Rather than treating mindfulness as a separate entity removed from the fabric of the school, Ortman will often weave it into other subjects. He has conducted “mindfulness labs” in science classes, assessing how essential oils impact energy and mood. Or, if an English class is doing a poetry unit, Ortman might spend time with them at a local wilderness area tuning deeply into the senses to get the creative juices flowing.
Unsurprisingly, it is precisely this kind of embodied awareness in nature that has been a gateway to practice for so many. Dr. Christopher Willard, a psychologist and teacher at Harvard Medical School who has written a number of books on mindfulness for children and parents, found this out by asking adults at workshops to recall their first experience of being mindful before they heard the word “mindfulness.” Over the years he began to notice a consistent theme to these responses. “No one’s ever like, ‘I was playing a video game by myself or scrolling on Facebook,’” Willard told me. “It’s often something sensory. Nature always comes up. Digging in the garden and smelling the soil; looking at the embers of the fire; hearing the sound of the rain during a lightning storm.”
All of these moments, in which someone was able to connect through sensory awareness to the greater world around them, were not overly structured or still. They occurred naturally and often in nature. They also taught many of the people that Willard has worked with that mindfulness is not something exotic or inaccessible.
As Baker told me, “Many of the goals that we have in meditation practice are accomplished just by being in the natural world, especially in wild environments. A goal of meditation practice is to help us find space between our thoughts so we’re not glued to our mind as the most important part of our experience. The natural world does that too. It awakens us to our senses and our body.”
Indeed, a study by Stanford Researcher Gregory Bratman found that walking in nature, like meditation practice, can interrupt our tendency to ruminate. In nature we become embodied, focusing on our footfalls and the rush of sensory information that is less noticeable when practice occurs in our comfort (i.e. boredom) zones. Stepping outside those zones and into the great outdoors primes us to be present.
This isn’t to say there isn’t a place for teaching seated and still mindfulness techniques. Rather, those techniques may be most effectively taught when they are one arrow in a varied and vibrant quiver. Reducing mindfulness to its most sedentary posture is a surefire way to turn off a generation that could benefit immensely from a tool that can support them in so many ways, from reducing anxiety to boosting resilience and satisfaction. Rewilding mindfulness can open us once again to the many ways and manifold places in which it is possible to cultivate embodied awareness.

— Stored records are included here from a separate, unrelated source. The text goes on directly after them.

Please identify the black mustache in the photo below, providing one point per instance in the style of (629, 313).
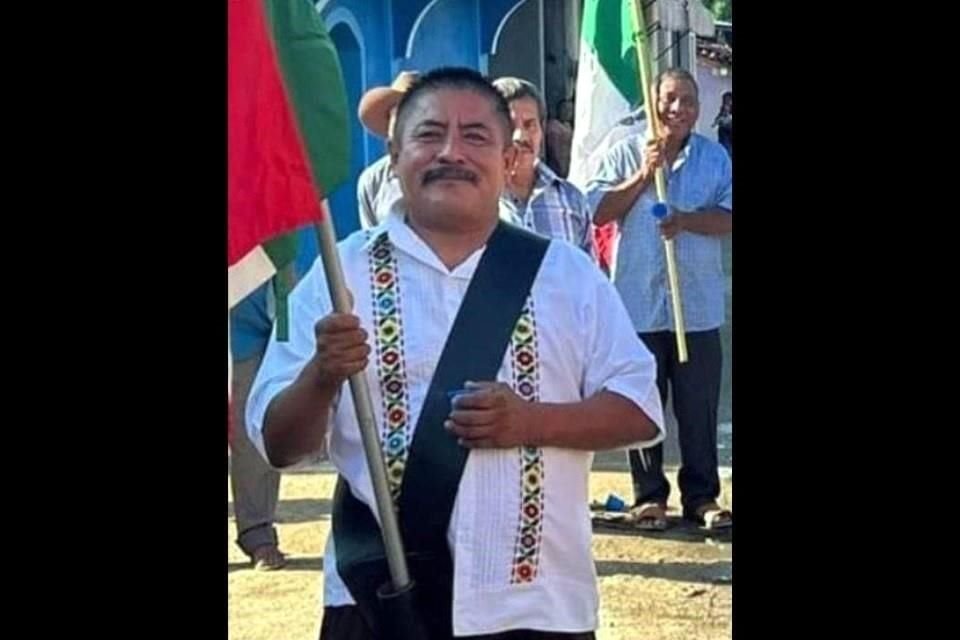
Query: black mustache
(449, 173)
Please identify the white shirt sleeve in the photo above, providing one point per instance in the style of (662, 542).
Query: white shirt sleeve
(617, 360)
(283, 361)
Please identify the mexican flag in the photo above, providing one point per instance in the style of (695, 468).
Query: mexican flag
(607, 90)
(607, 80)
(287, 137)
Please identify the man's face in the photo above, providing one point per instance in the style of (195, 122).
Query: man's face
(451, 154)
(527, 134)
(678, 107)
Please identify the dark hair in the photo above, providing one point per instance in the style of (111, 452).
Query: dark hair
(516, 88)
(454, 78)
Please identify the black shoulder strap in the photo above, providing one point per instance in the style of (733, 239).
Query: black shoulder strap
(473, 351)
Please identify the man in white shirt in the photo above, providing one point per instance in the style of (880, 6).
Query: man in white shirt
(574, 378)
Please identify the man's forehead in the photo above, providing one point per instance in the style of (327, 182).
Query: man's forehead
(677, 85)
(444, 104)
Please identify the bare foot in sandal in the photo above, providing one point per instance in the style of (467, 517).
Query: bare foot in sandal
(650, 516)
(268, 557)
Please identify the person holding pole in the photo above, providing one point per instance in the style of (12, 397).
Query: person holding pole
(699, 198)
(497, 361)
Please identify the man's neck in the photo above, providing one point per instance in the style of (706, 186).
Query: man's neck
(453, 245)
(521, 182)
(675, 146)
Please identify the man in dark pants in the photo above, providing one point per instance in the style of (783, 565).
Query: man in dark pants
(700, 200)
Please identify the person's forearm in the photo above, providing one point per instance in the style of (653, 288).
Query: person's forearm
(606, 420)
(709, 222)
(295, 423)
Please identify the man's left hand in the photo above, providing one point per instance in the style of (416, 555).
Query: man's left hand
(671, 226)
(490, 415)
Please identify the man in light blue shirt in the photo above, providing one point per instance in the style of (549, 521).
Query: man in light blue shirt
(699, 180)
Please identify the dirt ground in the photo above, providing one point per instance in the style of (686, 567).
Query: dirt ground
(675, 585)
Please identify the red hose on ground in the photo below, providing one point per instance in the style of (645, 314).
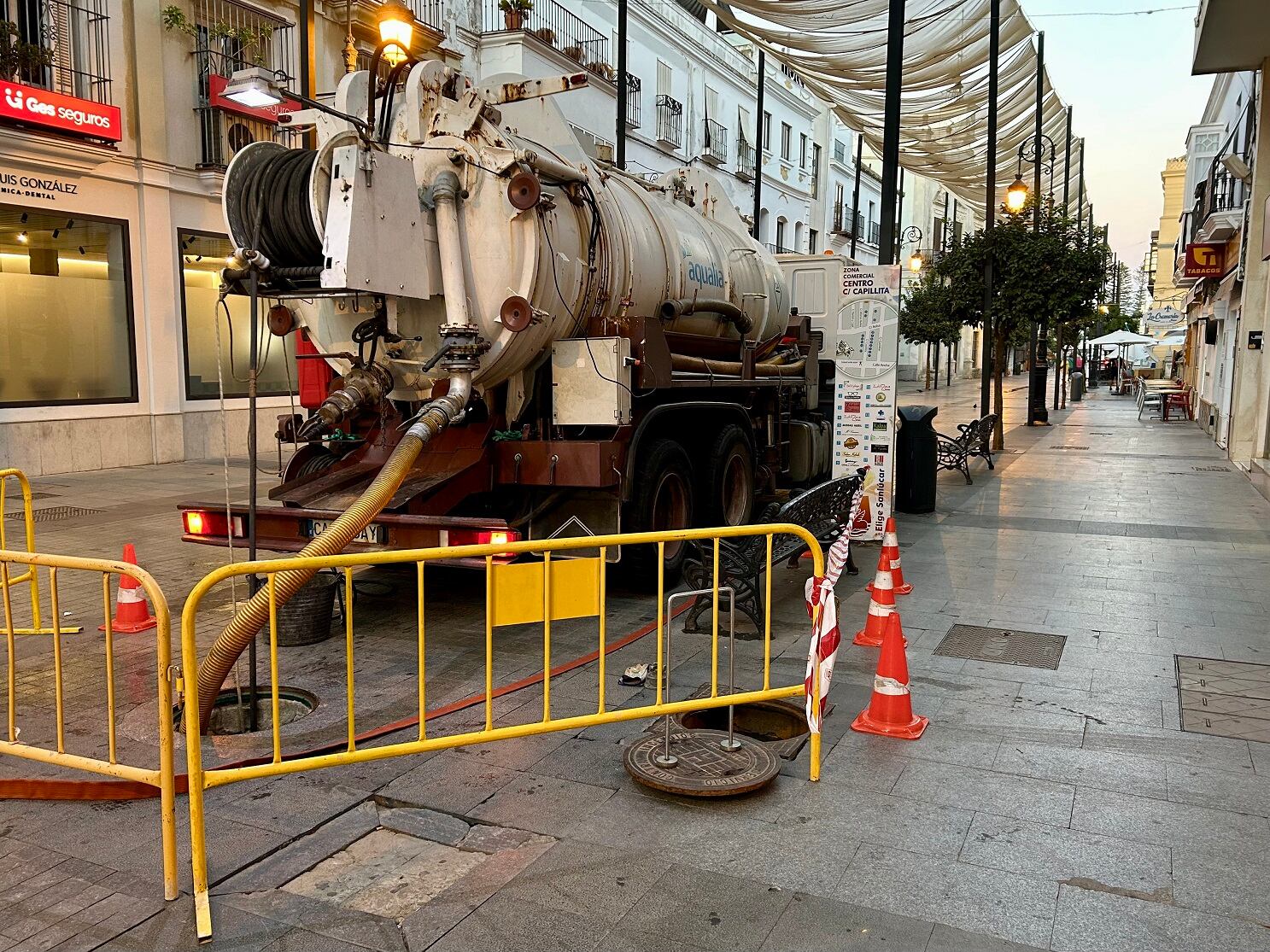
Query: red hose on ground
(44, 788)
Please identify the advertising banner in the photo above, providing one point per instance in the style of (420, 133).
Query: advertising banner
(56, 111)
(863, 342)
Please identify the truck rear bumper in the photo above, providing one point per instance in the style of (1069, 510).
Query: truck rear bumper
(290, 529)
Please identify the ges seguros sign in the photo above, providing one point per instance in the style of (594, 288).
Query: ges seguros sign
(56, 111)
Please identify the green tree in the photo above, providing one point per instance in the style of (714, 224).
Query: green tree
(1054, 273)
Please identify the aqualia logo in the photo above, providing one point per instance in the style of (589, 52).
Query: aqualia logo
(705, 274)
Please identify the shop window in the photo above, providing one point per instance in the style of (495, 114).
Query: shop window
(202, 257)
(65, 310)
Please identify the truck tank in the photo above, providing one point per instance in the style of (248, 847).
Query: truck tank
(555, 244)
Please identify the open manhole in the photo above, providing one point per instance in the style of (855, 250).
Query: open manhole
(776, 724)
(231, 714)
(977, 642)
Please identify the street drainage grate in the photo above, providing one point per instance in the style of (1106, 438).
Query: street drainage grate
(975, 642)
(1225, 698)
(55, 513)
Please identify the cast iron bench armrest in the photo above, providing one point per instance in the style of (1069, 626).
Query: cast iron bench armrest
(823, 511)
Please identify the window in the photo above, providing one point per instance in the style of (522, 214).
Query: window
(202, 255)
(664, 79)
(65, 310)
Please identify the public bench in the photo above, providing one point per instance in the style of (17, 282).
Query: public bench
(973, 440)
(823, 511)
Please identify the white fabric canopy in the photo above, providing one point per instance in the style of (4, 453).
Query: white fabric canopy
(1124, 336)
(839, 49)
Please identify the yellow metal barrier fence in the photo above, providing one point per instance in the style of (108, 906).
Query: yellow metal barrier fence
(514, 593)
(29, 576)
(161, 777)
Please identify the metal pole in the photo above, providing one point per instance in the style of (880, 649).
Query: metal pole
(758, 146)
(252, 380)
(855, 192)
(990, 207)
(1040, 331)
(621, 84)
(891, 132)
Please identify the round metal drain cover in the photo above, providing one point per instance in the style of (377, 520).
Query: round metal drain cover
(703, 768)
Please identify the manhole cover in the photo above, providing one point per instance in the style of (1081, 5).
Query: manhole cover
(1225, 698)
(703, 767)
(54, 513)
(1032, 649)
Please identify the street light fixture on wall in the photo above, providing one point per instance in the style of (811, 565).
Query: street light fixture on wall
(396, 31)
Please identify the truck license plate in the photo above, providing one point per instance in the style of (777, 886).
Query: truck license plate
(372, 534)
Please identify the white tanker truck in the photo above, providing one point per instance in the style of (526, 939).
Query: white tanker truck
(581, 349)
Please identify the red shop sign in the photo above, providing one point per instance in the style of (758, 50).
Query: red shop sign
(56, 111)
(268, 114)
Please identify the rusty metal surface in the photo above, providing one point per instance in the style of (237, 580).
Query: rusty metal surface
(704, 768)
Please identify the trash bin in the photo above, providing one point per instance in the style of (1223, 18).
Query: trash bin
(916, 459)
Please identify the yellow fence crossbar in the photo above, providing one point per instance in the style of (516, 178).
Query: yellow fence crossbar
(516, 593)
(161, 777)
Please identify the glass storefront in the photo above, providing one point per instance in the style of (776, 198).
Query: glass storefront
(202, 257)
(65, 310)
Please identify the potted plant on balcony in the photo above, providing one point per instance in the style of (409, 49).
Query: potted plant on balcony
(513, 12)
(20, 60)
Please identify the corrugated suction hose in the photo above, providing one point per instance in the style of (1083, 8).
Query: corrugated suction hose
(461, 362)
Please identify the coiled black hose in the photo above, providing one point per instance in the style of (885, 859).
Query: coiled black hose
(274, 198)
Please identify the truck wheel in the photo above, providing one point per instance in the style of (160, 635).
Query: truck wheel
(728, 490)
(662, 500)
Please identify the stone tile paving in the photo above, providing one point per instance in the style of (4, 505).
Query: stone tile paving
(1043, 809)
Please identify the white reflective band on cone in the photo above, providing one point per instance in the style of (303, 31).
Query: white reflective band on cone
(888, 686)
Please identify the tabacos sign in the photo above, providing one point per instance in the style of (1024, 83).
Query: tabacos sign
(56, 111)
(1204, 261)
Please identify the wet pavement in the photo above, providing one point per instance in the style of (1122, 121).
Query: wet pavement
(1045, 808)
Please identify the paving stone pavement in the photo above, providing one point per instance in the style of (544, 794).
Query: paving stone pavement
(1042, 810)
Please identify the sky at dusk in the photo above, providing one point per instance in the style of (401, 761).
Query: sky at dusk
(1128, 80)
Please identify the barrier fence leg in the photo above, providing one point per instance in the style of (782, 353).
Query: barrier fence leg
(195, 769)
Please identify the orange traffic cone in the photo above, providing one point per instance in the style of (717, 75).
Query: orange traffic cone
(881, 605)
(891, 710)
(131, 610)
(891, 548)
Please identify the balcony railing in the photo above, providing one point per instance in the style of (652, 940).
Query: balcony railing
(842, 219)
(715, 146)
(634, 102)
(73, 36)
(670, 120)
(227, 37)
(746, 167)
(554, 26)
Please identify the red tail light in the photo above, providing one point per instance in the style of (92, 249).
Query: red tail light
(201, 522)
(483, 537)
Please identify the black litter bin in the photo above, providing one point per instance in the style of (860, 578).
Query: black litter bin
(916, 459)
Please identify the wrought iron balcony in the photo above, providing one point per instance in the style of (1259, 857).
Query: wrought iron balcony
(746, 167)
(715, 145)
(670, 120)
(552, 24)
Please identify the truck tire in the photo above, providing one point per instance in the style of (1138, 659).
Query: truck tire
(663, 499)
(727, 490)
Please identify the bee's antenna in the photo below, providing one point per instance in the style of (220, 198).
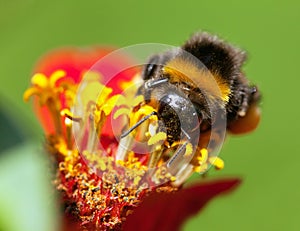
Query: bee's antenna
(186, 134)
(154, 83)
(137, 124)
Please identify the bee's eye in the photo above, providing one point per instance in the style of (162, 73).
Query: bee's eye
(150, 68)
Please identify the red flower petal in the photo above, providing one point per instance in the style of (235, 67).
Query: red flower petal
(164, 211)
(75, 61)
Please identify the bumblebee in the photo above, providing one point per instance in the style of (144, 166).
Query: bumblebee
(198, 84)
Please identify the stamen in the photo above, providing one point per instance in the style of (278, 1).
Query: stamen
(176, 155)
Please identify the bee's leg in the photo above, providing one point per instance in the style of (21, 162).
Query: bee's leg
(126, 133)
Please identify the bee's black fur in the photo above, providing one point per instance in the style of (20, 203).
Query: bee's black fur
(220, 59)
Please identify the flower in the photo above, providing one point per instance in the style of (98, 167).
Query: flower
(110, 183)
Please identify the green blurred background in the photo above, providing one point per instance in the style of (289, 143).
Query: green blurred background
(268, 160)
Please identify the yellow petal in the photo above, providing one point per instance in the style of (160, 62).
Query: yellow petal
(102, 97)
(110, 104)
(188, 149)
(40, 80)
(204, 155)
(56, 76)
(137, 100)
(121, 111)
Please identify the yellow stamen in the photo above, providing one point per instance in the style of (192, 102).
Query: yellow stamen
(217, 162)
(161, 136)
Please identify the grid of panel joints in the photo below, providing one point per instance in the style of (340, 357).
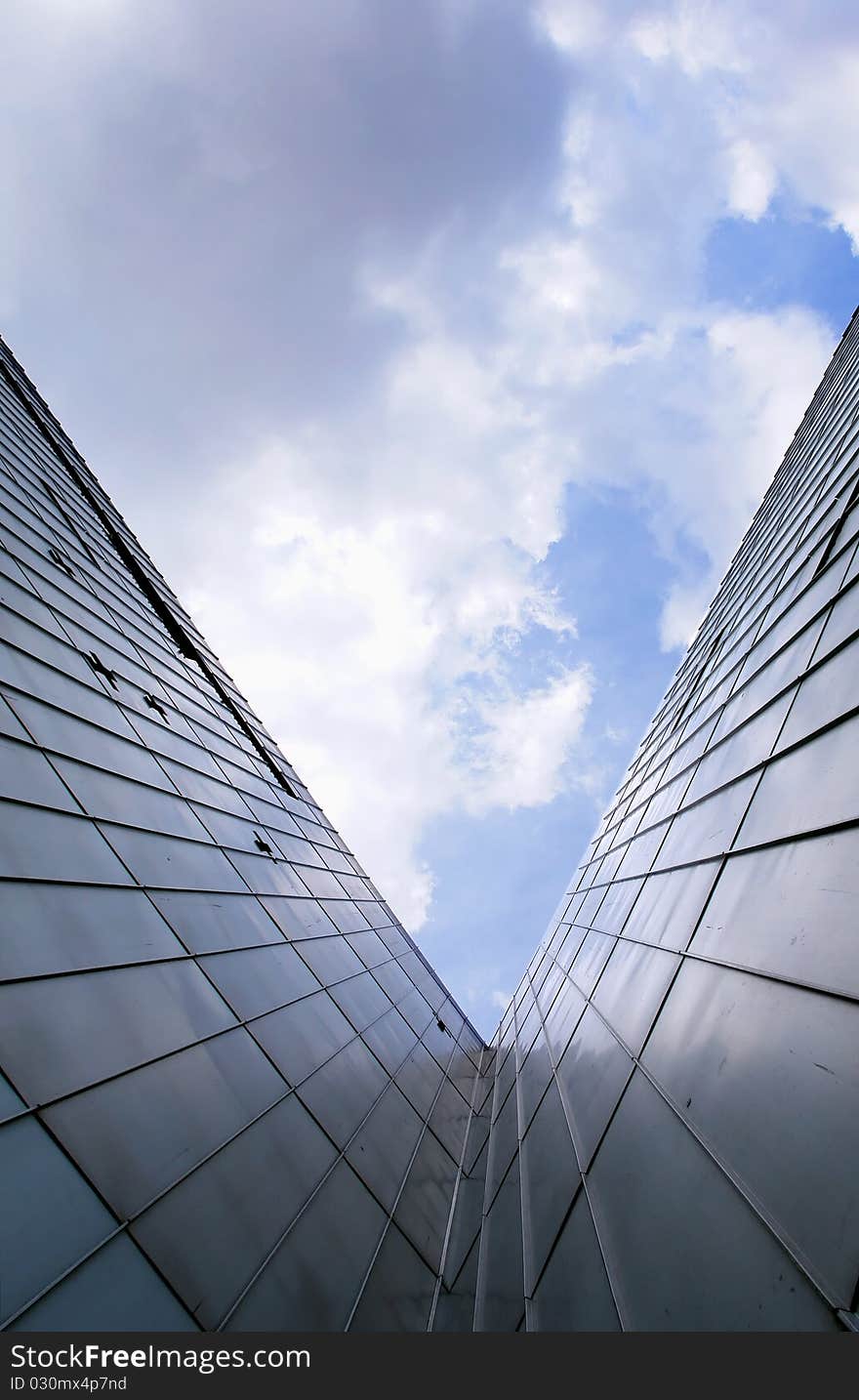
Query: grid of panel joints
(217, 1070)
(683, 1046)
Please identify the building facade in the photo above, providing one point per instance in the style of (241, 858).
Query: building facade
(235, 1096)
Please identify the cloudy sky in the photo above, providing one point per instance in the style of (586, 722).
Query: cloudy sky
(438, 351)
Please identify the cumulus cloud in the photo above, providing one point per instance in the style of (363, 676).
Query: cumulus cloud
(365, 291)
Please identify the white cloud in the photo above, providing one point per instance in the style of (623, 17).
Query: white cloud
(370, 560)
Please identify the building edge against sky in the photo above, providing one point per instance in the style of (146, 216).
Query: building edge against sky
(238, 1097)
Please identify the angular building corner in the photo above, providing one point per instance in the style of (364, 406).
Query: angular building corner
(234, 1093)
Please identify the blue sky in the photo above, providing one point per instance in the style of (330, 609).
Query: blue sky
(438, 353)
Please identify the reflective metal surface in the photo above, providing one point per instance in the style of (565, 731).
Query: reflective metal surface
(235, 1095)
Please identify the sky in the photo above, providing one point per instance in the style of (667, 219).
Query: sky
(438, 353)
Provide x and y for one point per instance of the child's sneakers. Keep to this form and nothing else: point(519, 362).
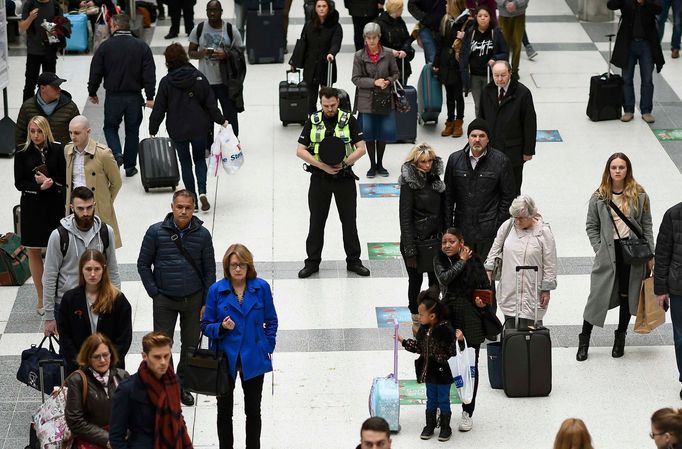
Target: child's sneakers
point(430, 426)
point(445, 430)
point(466, 423)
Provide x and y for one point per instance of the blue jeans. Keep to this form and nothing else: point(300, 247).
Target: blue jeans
point(676, 318)
point(438, 397)
point(199, 156)
point(129, 109)
point(640, 52)
point(663, 17)
point(429, 44)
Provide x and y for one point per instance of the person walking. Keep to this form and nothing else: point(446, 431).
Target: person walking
point(613, 282)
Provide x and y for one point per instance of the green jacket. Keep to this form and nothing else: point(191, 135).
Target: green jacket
point(59, 120)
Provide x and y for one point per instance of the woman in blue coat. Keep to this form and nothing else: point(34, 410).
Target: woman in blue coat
point(240, 318)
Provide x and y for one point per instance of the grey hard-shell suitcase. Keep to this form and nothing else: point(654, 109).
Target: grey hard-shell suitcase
point(526, 353)
point(158, 163)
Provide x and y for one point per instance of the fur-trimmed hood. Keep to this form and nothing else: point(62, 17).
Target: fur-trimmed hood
point(411, 176)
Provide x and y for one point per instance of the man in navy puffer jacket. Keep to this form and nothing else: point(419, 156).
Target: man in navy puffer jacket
point(176, 285)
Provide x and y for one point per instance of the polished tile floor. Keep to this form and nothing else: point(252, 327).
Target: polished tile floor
point(329, 346)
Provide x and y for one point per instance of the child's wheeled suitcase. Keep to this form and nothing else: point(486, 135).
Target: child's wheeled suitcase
point(78, 42)
point(526, 353)
point(384, 397)
point(293, 100)
point(158, 163)
point(429, 96)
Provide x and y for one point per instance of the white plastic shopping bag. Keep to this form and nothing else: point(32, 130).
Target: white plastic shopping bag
point(463, 367)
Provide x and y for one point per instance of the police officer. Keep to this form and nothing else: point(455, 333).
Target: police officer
point(331, 142)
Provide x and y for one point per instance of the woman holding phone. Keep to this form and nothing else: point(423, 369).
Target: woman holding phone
point(40, 176)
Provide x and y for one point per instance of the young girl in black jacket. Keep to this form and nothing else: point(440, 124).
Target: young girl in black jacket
point(434, 343)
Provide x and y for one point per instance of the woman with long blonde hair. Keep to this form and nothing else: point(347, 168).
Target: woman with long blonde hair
point(614, 282)
point(96, 305)
point(40, 176)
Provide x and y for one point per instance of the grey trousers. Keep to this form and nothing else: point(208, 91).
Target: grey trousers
point(166, 311)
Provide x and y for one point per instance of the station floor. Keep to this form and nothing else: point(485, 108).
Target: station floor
point(329, 344)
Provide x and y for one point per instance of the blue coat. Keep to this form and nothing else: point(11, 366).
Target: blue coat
point(253, 337)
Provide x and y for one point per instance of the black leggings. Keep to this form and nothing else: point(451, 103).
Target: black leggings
point(623, 282)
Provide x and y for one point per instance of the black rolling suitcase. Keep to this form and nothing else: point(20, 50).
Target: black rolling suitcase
point(406, 122)
point(526, 353)
point(606, 94)
point(158, 163)
point(293, 99)
point(265, 40)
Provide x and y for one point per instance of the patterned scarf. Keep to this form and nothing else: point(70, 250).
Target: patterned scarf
point(170, 431)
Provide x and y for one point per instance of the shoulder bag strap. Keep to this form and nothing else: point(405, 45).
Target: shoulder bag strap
point(625, 220)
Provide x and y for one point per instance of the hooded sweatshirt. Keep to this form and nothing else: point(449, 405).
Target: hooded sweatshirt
point(187, 99)
point(61, 273)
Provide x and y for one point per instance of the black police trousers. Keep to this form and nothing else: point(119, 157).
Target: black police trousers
point(320, 193)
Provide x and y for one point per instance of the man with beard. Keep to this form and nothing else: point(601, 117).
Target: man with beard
point(77, 232)
point(479, 188)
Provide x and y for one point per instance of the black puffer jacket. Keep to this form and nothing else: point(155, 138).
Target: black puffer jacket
point(394, 34)
point(513, 124)
point(173, 275)
point(421, 204)
point(185, 95)
point(458, 280)
point(319, 43)
point(479, 199)
point(668, 267)
point(435, 348)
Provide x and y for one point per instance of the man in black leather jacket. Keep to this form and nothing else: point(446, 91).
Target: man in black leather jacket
point(479, 188)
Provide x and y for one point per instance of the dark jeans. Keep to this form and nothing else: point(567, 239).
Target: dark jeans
point(166, 311)
point(414, 285)
point(227, 105)
point(253, 392)
point(319, 199)
point(455, 101)
point(127, 108)
point(640, 52)
point(33, 65)
point(676, 318)
point(181, 8)
point(199, 156)
point(469, 408)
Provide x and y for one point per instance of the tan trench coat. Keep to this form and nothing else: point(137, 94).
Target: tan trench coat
point(603, 283)
point(102, 176)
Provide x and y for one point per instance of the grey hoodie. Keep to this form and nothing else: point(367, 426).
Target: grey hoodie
point(61, 273)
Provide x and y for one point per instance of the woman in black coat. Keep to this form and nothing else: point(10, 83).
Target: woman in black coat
point(459, 273)
point(40, 176)
point(394, 34)
point(321, 37)
point(94, 306)
point(421, 217)
point(187, 100)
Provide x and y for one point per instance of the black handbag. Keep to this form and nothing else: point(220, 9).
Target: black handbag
point(381, 101)
point(635, 251)
point(29, 369)
point(427, 250)
point(207, 371)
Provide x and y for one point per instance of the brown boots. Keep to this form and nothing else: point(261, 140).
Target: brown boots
point(453, 128)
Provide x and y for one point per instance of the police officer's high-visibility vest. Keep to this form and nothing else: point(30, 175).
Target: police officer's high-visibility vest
point(318, 131)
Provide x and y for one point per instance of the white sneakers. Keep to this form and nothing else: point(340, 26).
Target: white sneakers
point(466, 423)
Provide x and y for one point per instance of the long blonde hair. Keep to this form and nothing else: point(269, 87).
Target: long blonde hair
point(631, 189)
point(42, 123)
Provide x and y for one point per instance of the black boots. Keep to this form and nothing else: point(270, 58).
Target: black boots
point(583, 347)
point(430, 426)
point(619, 344)
point(445, 430)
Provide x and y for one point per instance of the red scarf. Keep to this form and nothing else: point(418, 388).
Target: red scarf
point(170, 431)
point(373, 57)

When walking in the woods with his own kids, Willard might let them know that the quieter they are, the more likely it is they will see animals. This can lead to the playful activity of “walking like a ninja,” with a high degree of focus. In his book The Way of Mindful Education, therapist and mindfulness expert Daniel Rechtshaffen explains that he often tells students they are going to “play” mindfulness: “There’s no homework, there’s no tests, and no way you could possibly get it wrong.”
On the debrief from my walk in the woods with my own students last fall, the responses to the activity ranged from silly to profound. Several students shared that they had smelled their own breath (it was mid-pandemic and everyone was masked), and we had a laugh, since this was definitely not wrong. And they felt many things, from the leaves crunching beneath their feet to the rough bark of a log upon which they sat. But one of the most memorable responses was also one of the simplest: one student reported feeling “happy.”